About Getting Back Home
Mirra Alfassa, known as “The Mother,” was a French-born spiritual figure who became the primary collaborator of Sri Aurobindo in the development and practical application of Integral Yoga. Born in Paris in 1878, she was involved from an early period in spiritual and occult pursuits and later encountered Sri Aurobindo in Pondicherry in 1914, returning to settle there permanently in 1920. Sri Aurobindo recognized her as his spiritual equal and as the embodiment of the Divine Mother or Divine Shakti in his own understanding, and their partnership came to be regarded as indispensable to the unfolding of his vision of a transformed human consciousness. Her presence thus did not merely supplement his work; it gave it a concrete, organizing center in the life of a community.
Within the emerging spiritual community that became the Sri Aurobindo Ashram, her role was at once inwardly spiritual and outwardly organizational. She assumed responsibility for the practical management of the ashram, shaping its disciplines, daily life, and collective atmosphere so that it functioned as a kind of laboratory for Integral Yoga. As a guide and teacher, she offered personal direction to seekers through interviews, correspondence, and public occasions, emphasizing sincerity, consecration of daily activities, and the gradual transformation of the mind, life-energy, and body in alignment with the soul. For many, she became both a guru and a universal Mother-figure, a focal point for devotion and inner contact.

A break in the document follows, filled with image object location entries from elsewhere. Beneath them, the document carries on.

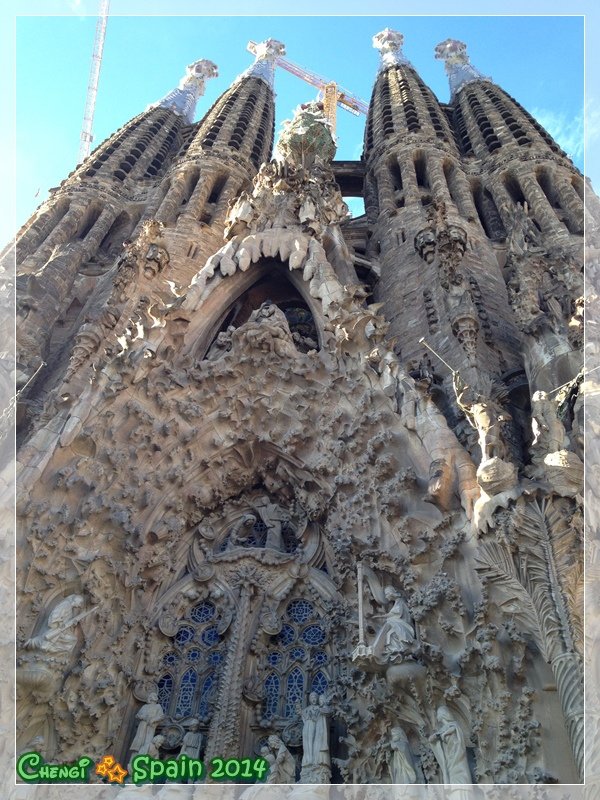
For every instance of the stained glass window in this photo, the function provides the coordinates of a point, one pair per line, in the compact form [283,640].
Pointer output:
[294,693]
[170,659]
[203,612]
[314,634]
[184,635]
[186,693]
[319,683]
[205,695]
[294,668]
[271,695]
[210,636]
[300,611]
[165,688]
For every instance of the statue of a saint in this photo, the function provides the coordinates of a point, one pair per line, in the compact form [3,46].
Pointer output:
[397,632]
[448,745]
[402,765]
[192,740]
[316,762]
[283,766]
[149,715]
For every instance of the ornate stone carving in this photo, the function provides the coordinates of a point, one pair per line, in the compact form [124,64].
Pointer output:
[316,760]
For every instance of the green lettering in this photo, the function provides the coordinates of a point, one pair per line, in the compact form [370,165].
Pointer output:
[172,770]
[139,770]
[26,763]
[157,769]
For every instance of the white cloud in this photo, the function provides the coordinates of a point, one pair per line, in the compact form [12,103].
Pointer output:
[567,131]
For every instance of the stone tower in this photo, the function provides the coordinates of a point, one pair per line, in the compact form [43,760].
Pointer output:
[299,485]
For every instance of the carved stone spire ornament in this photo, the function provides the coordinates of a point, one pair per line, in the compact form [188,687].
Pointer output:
[389,43]
[459,69]
[258,514]
[182,100]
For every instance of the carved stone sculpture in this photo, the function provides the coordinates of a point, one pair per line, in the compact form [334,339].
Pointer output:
[401,763]
[148,717]
[316,761]
[192,740]
[396,634]
[282,763]
[448,745]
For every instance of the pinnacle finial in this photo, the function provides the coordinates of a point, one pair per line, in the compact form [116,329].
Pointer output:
[459,69]
[389,43]
[266,53]
[182,101]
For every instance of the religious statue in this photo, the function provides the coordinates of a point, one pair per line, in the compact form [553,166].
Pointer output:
[59,639]
[281,761]
[155,745]
[149,715]
[484,414]
[449,748]
[396,634]
[316,762]
[192,740]
[402,765]
[548,431]
[241,531]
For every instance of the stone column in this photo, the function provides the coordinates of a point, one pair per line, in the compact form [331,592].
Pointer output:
[541,208]
[177,191]
[569,200]
[385,187]
[409,179]
[224,732]
[98,231]
[437,179]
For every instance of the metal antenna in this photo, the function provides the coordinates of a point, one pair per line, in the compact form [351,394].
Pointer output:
[90,102]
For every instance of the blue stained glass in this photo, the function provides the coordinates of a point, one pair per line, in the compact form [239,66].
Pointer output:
[300,611]
[210,636]
[271,695]
[186,693]
[295,692]
[170,659]
[319,683]
[202,612]
[274,659]
[286,635]
[165,687]
[206,694]
[314,634]
[184,635]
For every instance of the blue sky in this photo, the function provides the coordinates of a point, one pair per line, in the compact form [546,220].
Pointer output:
[537,59]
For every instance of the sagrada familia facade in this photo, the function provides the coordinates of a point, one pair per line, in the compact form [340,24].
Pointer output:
[296,484]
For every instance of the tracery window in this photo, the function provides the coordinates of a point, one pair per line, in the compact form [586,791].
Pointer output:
[192,664]
[297,661]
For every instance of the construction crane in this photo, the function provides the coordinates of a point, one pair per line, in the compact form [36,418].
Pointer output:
[86,137]
[333,95]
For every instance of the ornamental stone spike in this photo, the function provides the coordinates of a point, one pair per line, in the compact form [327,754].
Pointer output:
[459,69]
[182,101]
[389,43]
[266,53]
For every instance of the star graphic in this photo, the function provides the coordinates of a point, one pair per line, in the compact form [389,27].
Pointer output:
[117,774]
[103,766]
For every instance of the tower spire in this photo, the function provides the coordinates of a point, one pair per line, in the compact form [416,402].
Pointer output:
[389,43]
[459,69]
[264,66]
[182,100]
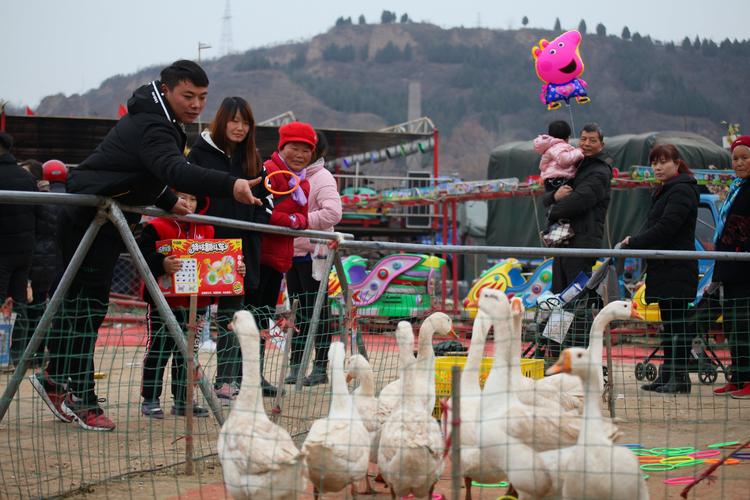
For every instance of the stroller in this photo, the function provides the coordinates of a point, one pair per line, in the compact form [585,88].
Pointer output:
[707,309]
[565,319]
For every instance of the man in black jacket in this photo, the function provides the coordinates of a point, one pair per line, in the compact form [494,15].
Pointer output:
[17,233]
[136,164]
[584,201]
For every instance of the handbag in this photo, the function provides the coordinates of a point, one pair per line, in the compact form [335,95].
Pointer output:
[558,234]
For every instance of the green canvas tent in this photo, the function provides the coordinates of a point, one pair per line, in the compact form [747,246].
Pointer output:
[517,221]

Her responsibilities expanded further after Sri Aurobindo’s withdrawal from outer activity and especially after his passing, when she took on full spiritual and organizational charge of the ashram. Under her guidance, the community grew in scope and complexity, with particular attention given to education, artistic expression, and physical culture as integral elements of spiritual growth. She established the Sri Aurobindo International Centre of Education, where an “integral education” sought to develop all parts of the being—physical, vital, mental, psychic, and spiritual—rather than focusing solely on intellectual training.

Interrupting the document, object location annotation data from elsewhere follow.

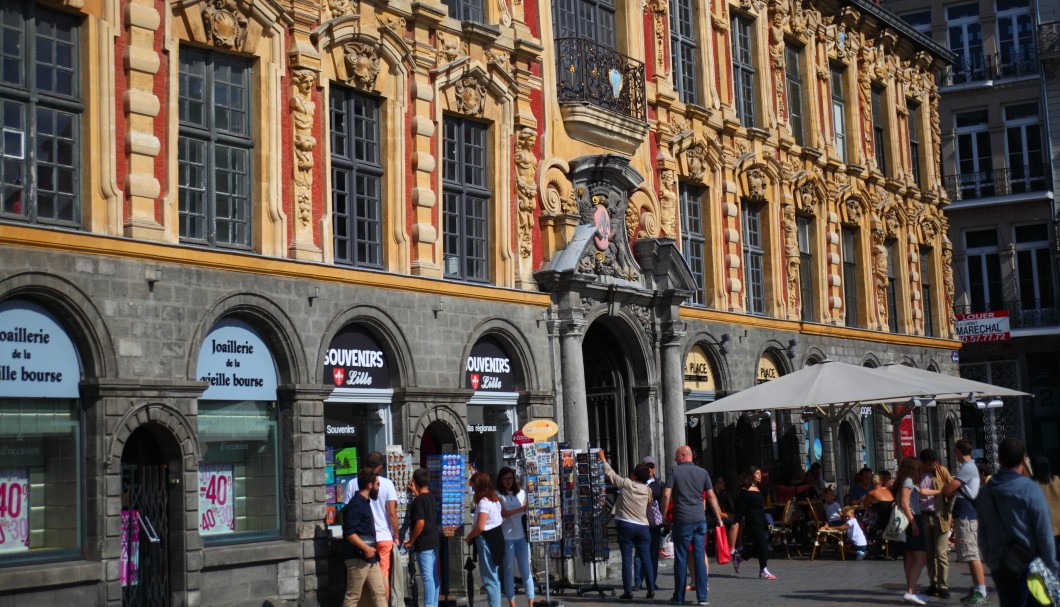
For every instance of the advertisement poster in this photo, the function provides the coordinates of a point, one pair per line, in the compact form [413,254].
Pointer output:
[14,511]
[216,501]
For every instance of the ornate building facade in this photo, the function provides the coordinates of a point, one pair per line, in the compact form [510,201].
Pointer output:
[246,243]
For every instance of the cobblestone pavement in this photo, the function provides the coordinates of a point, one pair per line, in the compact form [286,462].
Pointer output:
[826,582]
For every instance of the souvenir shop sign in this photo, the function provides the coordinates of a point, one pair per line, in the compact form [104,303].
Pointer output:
[489,368]
[37,358]
[355,360]
[236,363]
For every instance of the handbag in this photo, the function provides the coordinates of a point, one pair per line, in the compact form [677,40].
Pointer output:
[896,525]
[722,549]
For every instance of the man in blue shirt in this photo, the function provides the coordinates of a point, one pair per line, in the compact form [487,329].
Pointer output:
[358,529]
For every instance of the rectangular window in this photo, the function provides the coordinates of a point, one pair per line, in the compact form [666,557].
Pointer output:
[40,109]
[1023,140]
[879,136]
[850,274]
[693,237]
[465,199]
[743,70]
[754,259]
[356,178]
[240,474]
[794,76]
[984,270]
[891,288]
[213,148]
[805,228]
[838,113]
[913,121]
[40,479]
[683,49]
[926,302]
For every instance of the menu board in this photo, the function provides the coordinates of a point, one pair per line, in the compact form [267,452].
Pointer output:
[541,461]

In the later phase of her work, she founded Auroville, an international township conceived as a collective experiment in human unity and spiritual evolution. This project extended the ashram’s inner quest into a broader social and cultural field, inviting people from different nations to live together in a setting consciously oriented toward spiritual progress. Across these various endeavors, she remained the central figure of the community, seen as working to manifest a higher, supramental consciousness in earthly life and continuing the joint spiritual endeavor initiated with Sri Aurobindo.